Nenhum. Pelo contrário. A Caixa foi o banco operador do auxílio emergencial. Aí, teve um processo bastante interessante que foi a criação da plataforma digital de governo (gov.br) para atender o cidadão. Essa plataforma tem hoje mais de 4 mil serviços digitalizados e mais de 130 milhões de pessoas. Quero pegar toda essa vocação social para fortalecer a promoção do empreendedorismo como ferramenta de transformação social.
A melhor máquina de difusão de ideias liberais e de economia de mercado que podemos ter é trabalhar por meio da promoção do empreendedorismo, da educação financeira na base. Tive uma reunião recente com o Sebrae para ampliar o acordo de cooperação e entrar de forma mais integrada e próxima para promover o empreendedorismo no Brasil.
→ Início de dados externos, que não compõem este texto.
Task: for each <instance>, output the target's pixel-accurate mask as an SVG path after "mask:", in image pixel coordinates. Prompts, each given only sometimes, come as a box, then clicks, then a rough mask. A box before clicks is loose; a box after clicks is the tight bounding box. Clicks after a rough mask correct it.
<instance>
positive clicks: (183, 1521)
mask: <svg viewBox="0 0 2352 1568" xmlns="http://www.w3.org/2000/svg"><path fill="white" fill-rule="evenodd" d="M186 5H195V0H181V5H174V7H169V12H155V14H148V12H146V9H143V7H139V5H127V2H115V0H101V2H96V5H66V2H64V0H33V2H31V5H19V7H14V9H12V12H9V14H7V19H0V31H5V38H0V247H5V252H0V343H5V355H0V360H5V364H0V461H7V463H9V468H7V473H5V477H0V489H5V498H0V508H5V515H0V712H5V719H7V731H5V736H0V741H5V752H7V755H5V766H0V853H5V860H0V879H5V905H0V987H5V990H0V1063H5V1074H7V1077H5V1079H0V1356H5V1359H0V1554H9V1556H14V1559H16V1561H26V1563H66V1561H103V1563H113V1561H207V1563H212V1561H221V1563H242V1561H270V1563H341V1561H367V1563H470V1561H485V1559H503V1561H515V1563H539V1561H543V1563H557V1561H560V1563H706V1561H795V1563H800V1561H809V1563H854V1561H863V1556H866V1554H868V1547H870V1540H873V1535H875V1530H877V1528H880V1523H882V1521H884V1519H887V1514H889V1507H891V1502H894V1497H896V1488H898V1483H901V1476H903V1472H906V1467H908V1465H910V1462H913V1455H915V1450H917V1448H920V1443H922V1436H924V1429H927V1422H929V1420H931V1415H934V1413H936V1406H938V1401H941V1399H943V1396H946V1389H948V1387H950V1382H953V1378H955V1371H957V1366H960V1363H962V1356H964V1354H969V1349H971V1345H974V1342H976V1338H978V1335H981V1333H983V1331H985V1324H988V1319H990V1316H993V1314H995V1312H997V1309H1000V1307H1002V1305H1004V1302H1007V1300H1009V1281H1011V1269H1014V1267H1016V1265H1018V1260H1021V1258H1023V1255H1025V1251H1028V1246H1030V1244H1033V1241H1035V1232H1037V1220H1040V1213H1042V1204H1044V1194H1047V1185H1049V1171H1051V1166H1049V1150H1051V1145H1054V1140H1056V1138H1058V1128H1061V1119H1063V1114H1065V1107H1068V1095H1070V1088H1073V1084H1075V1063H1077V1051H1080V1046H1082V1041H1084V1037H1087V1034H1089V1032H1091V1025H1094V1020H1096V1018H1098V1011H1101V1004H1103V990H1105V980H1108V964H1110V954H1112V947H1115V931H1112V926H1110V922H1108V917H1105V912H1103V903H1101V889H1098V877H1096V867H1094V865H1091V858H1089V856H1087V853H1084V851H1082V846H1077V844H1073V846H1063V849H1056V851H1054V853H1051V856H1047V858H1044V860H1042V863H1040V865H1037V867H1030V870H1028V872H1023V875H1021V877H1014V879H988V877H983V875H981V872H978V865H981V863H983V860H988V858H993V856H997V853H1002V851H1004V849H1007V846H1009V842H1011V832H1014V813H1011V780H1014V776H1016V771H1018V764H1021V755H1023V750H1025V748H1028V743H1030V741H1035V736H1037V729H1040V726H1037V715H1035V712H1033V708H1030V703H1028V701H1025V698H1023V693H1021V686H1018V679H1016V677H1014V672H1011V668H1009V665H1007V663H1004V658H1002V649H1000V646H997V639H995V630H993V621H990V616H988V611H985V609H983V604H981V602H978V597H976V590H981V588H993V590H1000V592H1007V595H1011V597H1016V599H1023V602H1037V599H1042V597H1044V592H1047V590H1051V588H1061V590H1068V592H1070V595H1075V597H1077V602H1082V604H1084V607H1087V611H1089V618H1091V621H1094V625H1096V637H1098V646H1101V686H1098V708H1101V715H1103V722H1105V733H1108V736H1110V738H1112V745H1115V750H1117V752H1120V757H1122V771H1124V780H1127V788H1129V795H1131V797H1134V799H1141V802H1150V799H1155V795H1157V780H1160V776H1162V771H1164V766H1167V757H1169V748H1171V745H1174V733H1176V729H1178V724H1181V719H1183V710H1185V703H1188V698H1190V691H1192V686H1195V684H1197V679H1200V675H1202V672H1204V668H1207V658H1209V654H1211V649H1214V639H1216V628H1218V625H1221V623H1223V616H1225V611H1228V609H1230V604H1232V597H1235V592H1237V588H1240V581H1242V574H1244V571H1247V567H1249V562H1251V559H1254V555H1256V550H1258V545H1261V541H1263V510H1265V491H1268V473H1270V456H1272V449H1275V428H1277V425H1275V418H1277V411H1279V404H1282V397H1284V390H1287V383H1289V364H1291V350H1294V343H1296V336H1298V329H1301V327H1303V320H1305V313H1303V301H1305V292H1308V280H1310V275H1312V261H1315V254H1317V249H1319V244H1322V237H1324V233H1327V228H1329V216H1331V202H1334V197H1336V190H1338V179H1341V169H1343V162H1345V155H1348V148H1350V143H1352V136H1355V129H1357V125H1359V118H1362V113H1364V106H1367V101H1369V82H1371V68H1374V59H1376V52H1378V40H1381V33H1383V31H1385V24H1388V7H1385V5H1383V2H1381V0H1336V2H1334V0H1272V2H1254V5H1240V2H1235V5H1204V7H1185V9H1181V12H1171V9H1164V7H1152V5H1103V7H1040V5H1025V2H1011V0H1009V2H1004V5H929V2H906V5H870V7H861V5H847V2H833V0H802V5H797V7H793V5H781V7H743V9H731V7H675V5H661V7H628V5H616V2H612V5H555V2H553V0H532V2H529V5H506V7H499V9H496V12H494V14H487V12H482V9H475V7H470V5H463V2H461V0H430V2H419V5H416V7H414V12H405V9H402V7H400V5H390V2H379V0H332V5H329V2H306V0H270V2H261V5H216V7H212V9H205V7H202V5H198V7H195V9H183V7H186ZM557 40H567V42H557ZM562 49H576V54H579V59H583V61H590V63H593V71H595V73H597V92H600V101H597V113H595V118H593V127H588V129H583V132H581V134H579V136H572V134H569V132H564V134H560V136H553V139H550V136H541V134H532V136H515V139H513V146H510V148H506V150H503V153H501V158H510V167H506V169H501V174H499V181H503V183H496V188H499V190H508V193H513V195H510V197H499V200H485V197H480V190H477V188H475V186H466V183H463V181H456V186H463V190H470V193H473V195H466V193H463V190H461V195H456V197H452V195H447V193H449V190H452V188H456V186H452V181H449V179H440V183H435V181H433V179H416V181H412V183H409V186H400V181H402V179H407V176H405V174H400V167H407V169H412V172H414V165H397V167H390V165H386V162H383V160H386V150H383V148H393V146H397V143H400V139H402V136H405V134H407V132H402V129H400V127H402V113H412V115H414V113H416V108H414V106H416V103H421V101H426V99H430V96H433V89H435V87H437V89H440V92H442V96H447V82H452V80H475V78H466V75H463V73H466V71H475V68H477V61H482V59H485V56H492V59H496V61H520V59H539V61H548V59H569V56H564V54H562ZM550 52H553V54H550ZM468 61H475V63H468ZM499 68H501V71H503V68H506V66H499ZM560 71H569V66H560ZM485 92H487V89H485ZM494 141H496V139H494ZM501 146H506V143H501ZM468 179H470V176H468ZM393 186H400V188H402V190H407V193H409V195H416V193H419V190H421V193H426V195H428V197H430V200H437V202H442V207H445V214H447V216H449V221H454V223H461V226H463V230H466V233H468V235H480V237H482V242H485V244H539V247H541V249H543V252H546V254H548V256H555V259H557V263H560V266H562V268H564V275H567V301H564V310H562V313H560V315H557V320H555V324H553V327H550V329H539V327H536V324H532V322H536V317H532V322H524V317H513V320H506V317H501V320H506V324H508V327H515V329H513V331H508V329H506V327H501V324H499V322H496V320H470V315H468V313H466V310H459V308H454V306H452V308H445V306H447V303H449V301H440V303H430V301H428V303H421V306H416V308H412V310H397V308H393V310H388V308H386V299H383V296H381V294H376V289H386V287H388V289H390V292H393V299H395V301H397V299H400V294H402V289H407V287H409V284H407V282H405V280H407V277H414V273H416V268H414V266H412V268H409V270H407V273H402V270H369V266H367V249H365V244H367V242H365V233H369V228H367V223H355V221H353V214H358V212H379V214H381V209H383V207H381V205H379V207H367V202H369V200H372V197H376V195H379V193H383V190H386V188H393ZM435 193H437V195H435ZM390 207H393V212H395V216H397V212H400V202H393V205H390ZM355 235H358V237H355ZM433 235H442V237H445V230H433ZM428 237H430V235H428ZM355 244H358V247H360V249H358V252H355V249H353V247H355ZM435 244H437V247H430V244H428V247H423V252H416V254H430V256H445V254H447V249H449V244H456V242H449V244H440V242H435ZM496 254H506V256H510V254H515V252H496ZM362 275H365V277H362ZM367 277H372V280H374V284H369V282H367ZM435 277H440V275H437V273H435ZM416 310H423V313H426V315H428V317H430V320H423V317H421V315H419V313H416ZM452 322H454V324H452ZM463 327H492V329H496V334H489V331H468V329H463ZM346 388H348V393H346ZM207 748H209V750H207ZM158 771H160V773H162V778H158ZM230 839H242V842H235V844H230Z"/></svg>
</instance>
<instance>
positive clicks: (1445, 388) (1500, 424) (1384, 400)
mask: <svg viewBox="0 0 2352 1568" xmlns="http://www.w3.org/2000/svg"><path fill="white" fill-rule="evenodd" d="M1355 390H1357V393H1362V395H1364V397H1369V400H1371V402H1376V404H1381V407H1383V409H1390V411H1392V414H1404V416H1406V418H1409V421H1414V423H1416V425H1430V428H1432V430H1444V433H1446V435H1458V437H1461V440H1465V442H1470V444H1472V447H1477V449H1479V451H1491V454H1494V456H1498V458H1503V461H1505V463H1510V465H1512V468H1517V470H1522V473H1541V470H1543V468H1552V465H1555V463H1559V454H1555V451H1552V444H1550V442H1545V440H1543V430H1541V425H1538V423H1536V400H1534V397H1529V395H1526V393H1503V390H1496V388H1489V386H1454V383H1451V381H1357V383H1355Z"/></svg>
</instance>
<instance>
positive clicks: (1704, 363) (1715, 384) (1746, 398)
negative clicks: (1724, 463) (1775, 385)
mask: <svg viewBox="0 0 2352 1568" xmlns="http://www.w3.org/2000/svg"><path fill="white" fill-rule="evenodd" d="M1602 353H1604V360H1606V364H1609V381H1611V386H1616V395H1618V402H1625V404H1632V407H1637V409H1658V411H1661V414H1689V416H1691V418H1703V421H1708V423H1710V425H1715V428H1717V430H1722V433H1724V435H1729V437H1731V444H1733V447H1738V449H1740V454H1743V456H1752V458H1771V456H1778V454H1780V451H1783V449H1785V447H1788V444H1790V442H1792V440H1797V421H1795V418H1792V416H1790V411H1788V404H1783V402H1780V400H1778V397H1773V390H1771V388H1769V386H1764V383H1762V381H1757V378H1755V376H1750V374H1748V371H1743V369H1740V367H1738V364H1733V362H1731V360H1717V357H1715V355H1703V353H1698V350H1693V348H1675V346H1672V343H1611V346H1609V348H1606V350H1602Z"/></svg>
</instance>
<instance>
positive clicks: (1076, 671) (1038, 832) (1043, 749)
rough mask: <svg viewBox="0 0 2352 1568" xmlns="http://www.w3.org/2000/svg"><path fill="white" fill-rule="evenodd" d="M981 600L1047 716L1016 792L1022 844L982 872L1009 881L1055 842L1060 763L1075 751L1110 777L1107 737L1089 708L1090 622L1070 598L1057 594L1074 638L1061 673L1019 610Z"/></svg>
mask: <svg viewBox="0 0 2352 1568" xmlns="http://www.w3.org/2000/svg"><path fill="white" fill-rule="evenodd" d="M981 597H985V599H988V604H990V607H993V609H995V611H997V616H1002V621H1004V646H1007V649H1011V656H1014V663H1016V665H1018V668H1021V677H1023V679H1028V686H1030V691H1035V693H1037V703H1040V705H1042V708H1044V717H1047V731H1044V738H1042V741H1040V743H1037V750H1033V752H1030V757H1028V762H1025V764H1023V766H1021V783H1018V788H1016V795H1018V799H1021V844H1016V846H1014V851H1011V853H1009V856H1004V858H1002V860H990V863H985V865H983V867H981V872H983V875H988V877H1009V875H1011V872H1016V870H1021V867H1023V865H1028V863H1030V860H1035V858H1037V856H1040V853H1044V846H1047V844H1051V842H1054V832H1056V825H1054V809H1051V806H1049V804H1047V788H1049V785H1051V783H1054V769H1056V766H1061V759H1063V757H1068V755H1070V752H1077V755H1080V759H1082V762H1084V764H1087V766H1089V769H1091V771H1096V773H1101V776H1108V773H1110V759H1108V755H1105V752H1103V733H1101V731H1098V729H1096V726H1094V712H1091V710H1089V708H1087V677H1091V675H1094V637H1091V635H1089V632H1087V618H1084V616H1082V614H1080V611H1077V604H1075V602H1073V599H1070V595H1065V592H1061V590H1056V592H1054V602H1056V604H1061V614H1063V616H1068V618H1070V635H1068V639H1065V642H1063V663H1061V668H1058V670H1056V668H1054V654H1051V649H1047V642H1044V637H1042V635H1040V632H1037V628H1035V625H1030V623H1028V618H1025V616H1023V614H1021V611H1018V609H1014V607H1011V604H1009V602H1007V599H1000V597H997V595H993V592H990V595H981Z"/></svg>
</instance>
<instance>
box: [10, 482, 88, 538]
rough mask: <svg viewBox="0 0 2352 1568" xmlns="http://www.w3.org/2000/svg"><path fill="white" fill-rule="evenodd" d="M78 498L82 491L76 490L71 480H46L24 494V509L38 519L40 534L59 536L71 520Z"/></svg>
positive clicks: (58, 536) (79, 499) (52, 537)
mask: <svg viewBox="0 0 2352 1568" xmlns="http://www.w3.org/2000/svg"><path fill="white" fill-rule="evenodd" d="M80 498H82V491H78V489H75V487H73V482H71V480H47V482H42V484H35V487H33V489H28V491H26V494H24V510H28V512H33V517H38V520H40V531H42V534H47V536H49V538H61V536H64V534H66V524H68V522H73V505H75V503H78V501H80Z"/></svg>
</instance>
O Sebrae entra com a qualificação, enquanto eu entro com o crédito, educação financeira e a tecnologia.
Guedes defende a privatização dos bancos públicos. Esse é o caminho para a Caixa?
Não é o momento para pensar nisso. Não está no plano. Acho que podemos ter um olhar de sustentabilidade de negócios da Caixa. Com essa revolução digital e de produtos financeiros, se não investirmos na sustentabilidade dos nossos negócios agora, daqui a dez anos teremos só um banco social que não dá resultado.
Preciso simplificar a vida do cliente. Por que ele não está aqui? Porque no banco o processo é muito burocrático. A Caixa é o transatlântico e tem um monte de barquinho, de banco digital, tentando tirar um pedacinho da minha casca. Só que agora reorientamos o transatlântico para deixar o cliente aqui dentro.
E qual será o plano para reter mais clientes?
Primeiro, vamos reorientar o foco dos grandes para pequenos e médios empreendedores. Segundo, quero trazer o cidadão para o centro do enfoque da Caixa, trabalhar desde a progressão financeira dele até a máxima independência financeira. Precisamos ser também o banco das prefeituras em resíduos, saneamento, iluminação pública e escola.
A senhora pretende dar continuidade ao processo de abertura de agências, na contramão do mercado?
A Caixa estar presente onde nenhum banco está tem a ver com a nossa vocação social. Em termos de despesa, isso não teve uma oneração muito grande. Essa estratégia não foi de expansão, mas sim de realocação de foco. Queremos manter essa essência de estar presente onde nenhum outro banco quer estar, porque talvez não seja tão rentável aquele posto.
Mas isso adiciona valor à marca. Se trabalho na progressão de renda e riqueza das pessoas e coloco elas no caminho da prosperidade, certamente, a Caixa vai ser a marca mais admirada do Brasil.